You won’t be able to use the return value of the callback to modify your global dataframe, but you can modify the value of a global variable inside the callback, then you can just return something sensible in the callback like the timestamp of when the dataframe was last updated. Something like this:
@app.callback(
# i'm imagining output as a hidden div, could be a dcc.Store or even user visible element
Output("last-update", "children"),
[Input("refresh-data", "value")], # if refresh-data is a button maybe you want n_clicks not value?
)
def refresh_data(value):
global globaldf
# update value of globaldf
return datetime.datetime.now().strftime("%Y-%m-%d %H:%M:%S")
An alternative, though it depends a bit on how big the dataframe is whether it’s practical because you have to serialise / de-serialise each time you update / access it, is to keep the dataframe inside a dcc.Store. Something like this
# update data
@app.callback(
Output("store", "data"),
[Input("refresh-data", "value")],
)
def refresh_data(value):
df = ...
return df.to_dict(orient="rows") # this might be slow if the dataframe is really big
# callback that uses dataframe
@app.callback(
Output(...),
[Input(...), ...],
[State("store", "data"), ...],
)
def use_df(..., store_data, ...):
# de-serialise the dataframe
df = pd.DataFrame(store_data)
# rest of callback can now use df
This is super helpful. I feel like this is 99% of the way there, but just missing one small component. So I declare df (note that i converted this from globaldf in the code above to avoid confusion) as a global variable within the callback. Do i need to declare it a global in the initialization of the page as well? Does not seem like this is quite working yet but its definitely close.
You only need to use the global keyword inside the callback function. This is just used to tell Python that you want to assign to the variable with that name in the global scope, rather than create a variable with that name that is local to the function.
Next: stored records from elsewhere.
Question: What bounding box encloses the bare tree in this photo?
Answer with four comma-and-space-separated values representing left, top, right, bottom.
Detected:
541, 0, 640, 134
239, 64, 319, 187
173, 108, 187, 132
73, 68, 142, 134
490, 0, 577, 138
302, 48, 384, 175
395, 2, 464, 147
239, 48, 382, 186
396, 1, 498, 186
Also, it looks like you don’t have a component with id="last-update" in your layout. Just throw in a html.Div(id="last-update", style={"display": "none"}) that will accept and hide the output of your callback.
Okay awesome - I think this is working. Note that I added in an input to the update_graph function so that the graph refreshes based on the output of the refresh_data function. Did I do this correctly?
Looks ok to me. If it’s running and you can update the database then pull the updates into the app using the update button I think you can be pretty confident it’s all correct.
It’s worth noting that the limitation of this approach is that this will only update the dataframe in the memory of the worker process that is handling this request. If you have multiple worker’s they will fall out of sync. If you’re ok with being limited to a using a single worker process, then this approach will work fine, but it’s important to be aware of this restriction.